At War

During the week I participated in a discussion with a group of insurance sector executives as to what defines ‘at war’ – in the context of various claims on the sector with respect to the invasion of Ukraine (i.e. ships stranded in the Black Sea, aircraft impounded in Russia). The question is an increasingly relevant one, notably for the evolution of security policy in Europe.

In recent days, at least two developments have underlined this. One is the elevation of Xi Jinping to a third term as Chinese leader, in a choreographed display of singular ‘thoughtcrime’. In my view the transition from a ‘one party’ to a ‘one man’ state may not necessarily make the invasion of Taiwan more likely, but it does increase the risk of policy mistakes by China (as an aside, capital is trying to flee China and, the Chinese stock market has delivered a 30 year return of precisely 0%).

The other was the repeated warnings from Russia that Ukraine is developing a dirty bomb – such crooked veiled threats can be unlocked by turning them upside down – Russia is signaling its intention to escalate the war in an even more ghastly way (interestingly this week’s Der Spiegel has an interesting article on veiled threats by Russia to attack Berlin with nuclear weapons). 

And, the Russians have been busy. Consistent with some of our earlier missives (From Great War to Total War) Russia has adopted a policy of aggravating and irritating Europe around its borders. They have now stepped this up to menace critical infrastructure – cyber attacks on banks, transport companies in large European countries, the (alleged) blowing up of gas pipelines around the Nordic states, the threat to vandalize telecommunication cables linking the US to Ireland (and thus Europe). It is a ruthless, near medieval siege type attack where Europe’s vital connections are targeted.

Not to mind that, but attacks are coming in other domains. In a recent note (The Man on Horseback) we noted the epidemic of coups d’états in African states, many of which coincided with the arrival of the Russian mercenary firm Wagner in those countries. There has yet to be a push back from the colonial power in many of those countries (France) but it could come once the outcome of the war in Ukraine is more clear.

In sum, Europe is under attack, if not at war. Insurers would argue that the technical conditions for war are not met, but the reality on the ground is that this is the case in a practical sense. This attack or aggravation by Russia may also mark the first time that Europe as an entity or more importantly, as a system of values, is under attack. How then might it respond?

First, in some European countries, where a coherent security policy has been willfully neglected because of historical factors, there is a rude awakening.

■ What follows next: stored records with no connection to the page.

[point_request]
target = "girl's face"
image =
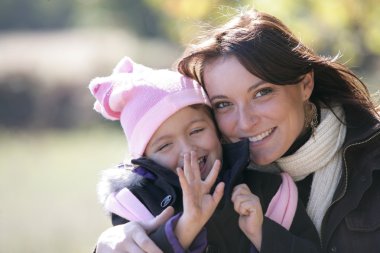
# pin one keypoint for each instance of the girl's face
(270, 116)
(187, 130)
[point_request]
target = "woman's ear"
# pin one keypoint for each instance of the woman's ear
(307, 84)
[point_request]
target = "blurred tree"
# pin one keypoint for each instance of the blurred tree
(348, 26)
(36, 14)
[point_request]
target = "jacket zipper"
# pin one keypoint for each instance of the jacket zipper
(346, 178)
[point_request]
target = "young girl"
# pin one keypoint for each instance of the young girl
(174, 144)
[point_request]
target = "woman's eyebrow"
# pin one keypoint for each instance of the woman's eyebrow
(252, 87)
(255, 85)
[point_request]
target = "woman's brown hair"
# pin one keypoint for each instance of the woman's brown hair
(269, 50)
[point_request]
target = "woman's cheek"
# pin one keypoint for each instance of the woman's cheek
(226, 126)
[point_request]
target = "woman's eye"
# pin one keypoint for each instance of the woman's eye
(221, 105)
(163, 147)
(263, 92)
(195, 131)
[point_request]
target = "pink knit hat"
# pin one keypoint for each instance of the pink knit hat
(142, 99)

Germany is a good example and it has a long way to go in replenishing its military hardware and personnel. Indeed, one of the reasons for the relatively difficult relations between the German and French governments has been the German reluctance to buy French weaponry. If that’s not enough, Germany is also caught in a difficult position with regard to Russia’s ‘unlimited friend’ China, with a proposed Chinese acquisition of Hamburg’s port and a visit to China by Olaf Scholz stirring controversy.  

Ireland is another example, where complacency regarding its geographic location and a half-baked policy of neutrality have been conceived in a way that it is effectively defenceless – so much so that when a Russian plane flies close to Irish airspace, we need to call the RAF. Irish politicians may think that its location and neutrality render it safe, but viewed through Russian eyes Ireland is a tributary of the larger Anglo-Saxon countries (notably the US) and an easy candidate for a provocative act.

Second, at some point, Europe’s leaders will feel the need to respond to aggression, and in the pattern of the EU being forced to evolve by crises, it may for the first time undertake an offensive action in the name of the EU. This would take the EU into a highly ambiguous area, and such an act may take the shape of a coalition of the willing – perhaps a large scale cyber attack led by the Netherlands, France and Sweden. 

The awakening that Europe is under attack should really sharpen the view that cannot suffer attacks from within – I have written many times on the need to credibly sanction Viktor Orban’s Hungary. Additionally, the progress of countries like Serbia towards EU membership should be halted. Moreover, Belarus a weak point in Russia’s constellation should be more actively targeted in terms of sanctions and support for its pro-democracy movement.

This has not been an optimistic post, but to finish on a high, though stay on topic, I can recommend an excellent, amusing collection of the writings (between 1940-45) of Flann O’Brien, entitled ‘At War’.